I'm trying to work out a practice problem but it seems like the way I'm doing it is so off track.
The goal is to find u'2 or the second moment generating function evaluated at t=0 for the random variable x with probability density
x/2 for 0<x<2
0 elsewhere
I started with 1/2*int(x*e^(tx),x, 0, 2)
(integrate x from 0 to 2) using the integration by parts I get this long integration of
.5[1/t*e^(tx)-1/t[1/te^(tx)]
Is the way I'm doing it even right up until this part? If it isn't how should I be doing it, and if it is, do I just take the derivative twice here with respect to t?
More generally, I think my question and confusion lies with this: If the probability density is given to be continuous like the one above but only from say 0 to 2 or 1 to infinity. Am I still integrating e^(tx)f(x) from 0 to infinity when I try to find the mgf? or am I only integrating from the defined 0 to 2 or 1 to infinity?
thanks a lot to anyone who can make this subject just a little simpler for me!
yes, thank you very much!
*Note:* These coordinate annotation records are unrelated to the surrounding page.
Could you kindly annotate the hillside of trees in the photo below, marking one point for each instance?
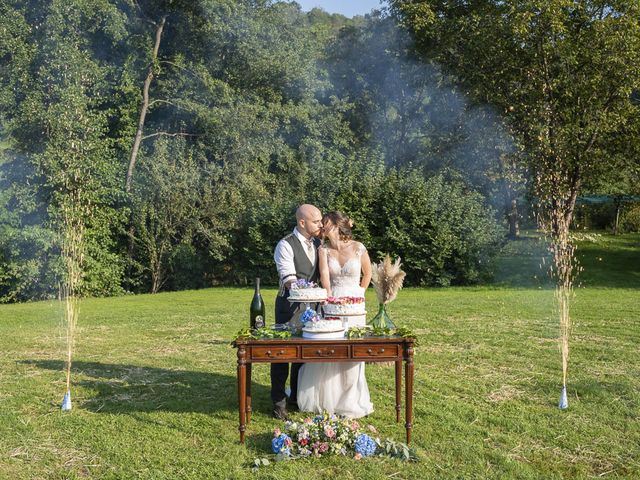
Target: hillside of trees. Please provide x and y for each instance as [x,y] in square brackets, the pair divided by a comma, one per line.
[189,131]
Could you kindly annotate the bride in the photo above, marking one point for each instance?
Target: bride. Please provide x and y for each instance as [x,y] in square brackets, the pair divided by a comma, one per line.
[339,388]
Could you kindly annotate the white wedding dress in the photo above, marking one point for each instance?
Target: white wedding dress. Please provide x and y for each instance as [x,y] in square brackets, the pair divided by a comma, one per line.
[339,388]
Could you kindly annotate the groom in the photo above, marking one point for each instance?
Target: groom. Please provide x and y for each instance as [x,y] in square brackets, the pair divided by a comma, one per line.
[295,257]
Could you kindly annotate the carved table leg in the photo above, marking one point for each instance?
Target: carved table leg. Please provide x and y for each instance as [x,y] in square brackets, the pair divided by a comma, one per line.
[398,389]
[409,390]
[242,390]
[248,392]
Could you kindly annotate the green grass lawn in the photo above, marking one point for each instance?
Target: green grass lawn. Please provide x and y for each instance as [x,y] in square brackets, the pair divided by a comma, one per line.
[154,387]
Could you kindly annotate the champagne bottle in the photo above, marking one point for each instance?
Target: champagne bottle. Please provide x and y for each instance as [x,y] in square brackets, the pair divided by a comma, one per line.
[256,310]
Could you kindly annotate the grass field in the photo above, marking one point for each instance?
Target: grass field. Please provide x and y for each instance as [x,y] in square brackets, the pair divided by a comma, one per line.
[154,387]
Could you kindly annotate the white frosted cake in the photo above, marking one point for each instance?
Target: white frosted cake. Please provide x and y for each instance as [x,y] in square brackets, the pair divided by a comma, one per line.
[344,306]
[304,291]
[323,329]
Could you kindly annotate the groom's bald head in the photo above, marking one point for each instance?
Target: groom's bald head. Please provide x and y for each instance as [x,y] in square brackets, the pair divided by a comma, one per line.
[309,220]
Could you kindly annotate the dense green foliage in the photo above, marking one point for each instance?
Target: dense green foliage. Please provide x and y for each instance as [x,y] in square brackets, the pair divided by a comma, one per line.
[154,384]
[253,108]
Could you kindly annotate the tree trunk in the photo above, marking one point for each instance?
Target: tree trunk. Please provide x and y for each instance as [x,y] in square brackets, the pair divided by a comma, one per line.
[618,204]
[514,226]
[145,106]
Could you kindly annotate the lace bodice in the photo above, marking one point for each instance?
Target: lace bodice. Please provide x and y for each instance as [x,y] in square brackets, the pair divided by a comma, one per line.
[348,274]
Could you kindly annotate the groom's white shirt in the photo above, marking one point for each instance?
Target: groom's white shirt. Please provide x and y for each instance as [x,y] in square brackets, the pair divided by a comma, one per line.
[283,257]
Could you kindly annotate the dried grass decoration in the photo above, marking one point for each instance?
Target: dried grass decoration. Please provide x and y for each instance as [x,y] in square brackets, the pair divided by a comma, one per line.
[387,278]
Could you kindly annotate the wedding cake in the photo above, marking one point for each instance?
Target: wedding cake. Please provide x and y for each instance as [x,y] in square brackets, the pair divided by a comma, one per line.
[344,306]
[305,291]
[316,327]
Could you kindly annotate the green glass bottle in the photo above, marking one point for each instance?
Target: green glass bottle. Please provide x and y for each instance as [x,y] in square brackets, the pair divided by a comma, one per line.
[256,311]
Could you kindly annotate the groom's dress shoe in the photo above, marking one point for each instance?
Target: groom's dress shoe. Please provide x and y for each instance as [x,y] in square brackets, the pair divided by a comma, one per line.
[280,413]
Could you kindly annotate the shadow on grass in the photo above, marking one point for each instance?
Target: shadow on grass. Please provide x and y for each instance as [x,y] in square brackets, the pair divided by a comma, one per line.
[609,268]
[116,388]
[611,262]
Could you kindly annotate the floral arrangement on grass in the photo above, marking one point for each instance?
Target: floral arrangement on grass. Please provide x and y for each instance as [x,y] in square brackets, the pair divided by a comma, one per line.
[333,435]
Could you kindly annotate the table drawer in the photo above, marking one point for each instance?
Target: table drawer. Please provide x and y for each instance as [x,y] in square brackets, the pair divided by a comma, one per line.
[334,351]
[387,351]
[273,352]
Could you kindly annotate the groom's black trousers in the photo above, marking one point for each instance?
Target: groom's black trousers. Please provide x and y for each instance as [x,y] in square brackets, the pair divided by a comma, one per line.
[280,371]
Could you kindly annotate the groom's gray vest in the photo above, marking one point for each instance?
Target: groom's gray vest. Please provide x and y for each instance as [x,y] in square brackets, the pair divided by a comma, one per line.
[304,268]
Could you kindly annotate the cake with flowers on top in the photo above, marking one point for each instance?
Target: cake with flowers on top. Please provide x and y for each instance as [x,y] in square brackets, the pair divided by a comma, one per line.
[337,306]
[305,291]
[317,327]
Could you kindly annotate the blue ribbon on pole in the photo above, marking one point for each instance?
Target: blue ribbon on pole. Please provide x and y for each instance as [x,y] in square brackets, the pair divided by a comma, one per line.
[66,402]
[564,403]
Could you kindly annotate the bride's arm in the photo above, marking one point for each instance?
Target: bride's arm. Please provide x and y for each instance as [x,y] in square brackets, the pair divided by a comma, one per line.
[365,263]
[324,270]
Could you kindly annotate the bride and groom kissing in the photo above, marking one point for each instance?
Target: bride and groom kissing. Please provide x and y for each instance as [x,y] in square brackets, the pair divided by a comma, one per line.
[321,247]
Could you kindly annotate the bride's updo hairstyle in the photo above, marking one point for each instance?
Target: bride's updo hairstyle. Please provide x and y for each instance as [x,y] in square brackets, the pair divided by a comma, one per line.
[342,222]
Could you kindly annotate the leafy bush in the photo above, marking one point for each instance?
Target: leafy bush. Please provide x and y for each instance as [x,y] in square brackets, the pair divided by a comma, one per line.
[442,230]
[630,219]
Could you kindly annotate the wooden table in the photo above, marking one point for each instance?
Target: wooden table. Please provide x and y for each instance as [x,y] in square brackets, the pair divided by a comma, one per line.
[297,349]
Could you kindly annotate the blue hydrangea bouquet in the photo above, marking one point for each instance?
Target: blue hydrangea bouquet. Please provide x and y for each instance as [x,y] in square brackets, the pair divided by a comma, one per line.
[333,435]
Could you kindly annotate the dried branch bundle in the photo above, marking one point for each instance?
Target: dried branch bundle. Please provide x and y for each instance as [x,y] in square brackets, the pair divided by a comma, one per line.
[387,278]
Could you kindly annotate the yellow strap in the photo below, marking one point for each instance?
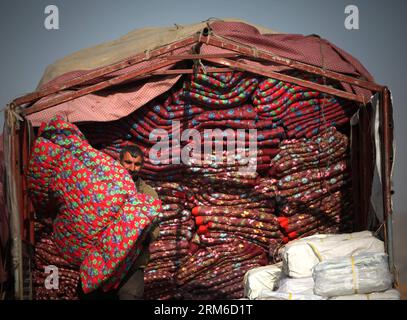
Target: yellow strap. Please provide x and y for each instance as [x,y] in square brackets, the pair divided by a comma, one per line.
[355,290]
[316,252]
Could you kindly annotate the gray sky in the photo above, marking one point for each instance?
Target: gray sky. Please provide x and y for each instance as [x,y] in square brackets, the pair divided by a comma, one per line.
[27,47]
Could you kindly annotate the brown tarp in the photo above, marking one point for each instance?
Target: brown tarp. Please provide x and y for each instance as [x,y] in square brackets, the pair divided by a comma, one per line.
[109,105]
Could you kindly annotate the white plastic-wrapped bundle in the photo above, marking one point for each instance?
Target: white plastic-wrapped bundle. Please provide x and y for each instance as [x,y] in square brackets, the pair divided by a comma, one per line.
[391,294]
[300,256]
[262,278]
[275,295]
[303,287]
[363,273]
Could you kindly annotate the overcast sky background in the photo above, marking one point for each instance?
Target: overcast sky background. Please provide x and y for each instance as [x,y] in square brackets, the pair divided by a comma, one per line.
[379,43]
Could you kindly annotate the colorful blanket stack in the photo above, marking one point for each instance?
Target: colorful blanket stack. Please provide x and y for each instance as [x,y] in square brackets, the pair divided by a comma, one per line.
[173,243]
[216,272]
[313,184]
[100,217]
[214,200]
[302,112]
[47,254]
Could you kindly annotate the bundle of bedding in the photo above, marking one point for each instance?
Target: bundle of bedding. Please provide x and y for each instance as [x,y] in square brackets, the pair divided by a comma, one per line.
[101,219]
[263,196]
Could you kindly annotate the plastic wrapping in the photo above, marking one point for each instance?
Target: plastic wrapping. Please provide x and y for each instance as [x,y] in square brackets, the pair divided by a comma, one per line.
[300,256]
[391,294]
[263,278]
[363,273]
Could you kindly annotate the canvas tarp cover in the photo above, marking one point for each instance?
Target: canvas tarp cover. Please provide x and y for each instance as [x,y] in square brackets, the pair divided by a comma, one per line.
[110,105]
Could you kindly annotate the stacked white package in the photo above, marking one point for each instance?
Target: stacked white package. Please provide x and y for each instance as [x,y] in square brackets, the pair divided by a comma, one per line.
[391,294]
[261,279]
[300,256]
[358,274]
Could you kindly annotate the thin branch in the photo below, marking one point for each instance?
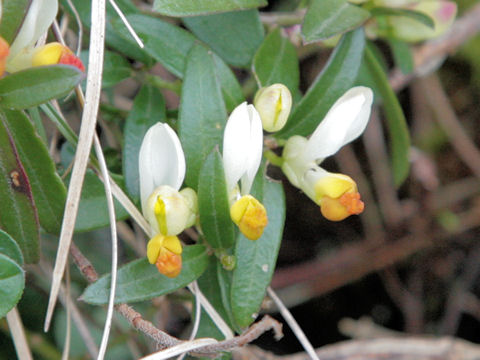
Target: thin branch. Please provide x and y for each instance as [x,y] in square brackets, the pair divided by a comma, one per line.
[16,329]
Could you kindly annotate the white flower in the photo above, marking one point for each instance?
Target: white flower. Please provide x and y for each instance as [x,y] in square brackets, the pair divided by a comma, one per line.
[242,154]
[162,170]
[242,147]
[336,194]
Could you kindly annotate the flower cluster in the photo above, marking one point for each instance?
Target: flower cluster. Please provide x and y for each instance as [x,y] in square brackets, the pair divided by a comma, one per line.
[23,52]
[170,210]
This does wonders to solve a lot of the confusion I was having about the proper way to evaluate mgfs if the function's not defined as x>0. Now that I think about it, it makes so much sense, sense a lot of the problems were defined as x>0 so I've been integrating from 0 to infinity, it should make sense that it just carries through when its something like x>1
Edit: Follow up question should the X always disappear after finding the mgf? There's no way that you can get an mgf where the X still exists right? Otherwise you wouldn't be able to evaluate the derviatives of the mgfs at t?
Follow up question should the X always disappear after finding the mgf? There's no way that you can get an mgf where the X still exists right? Otherwise you wouldn't be able to evaluate the derviatives of the mgfs at t?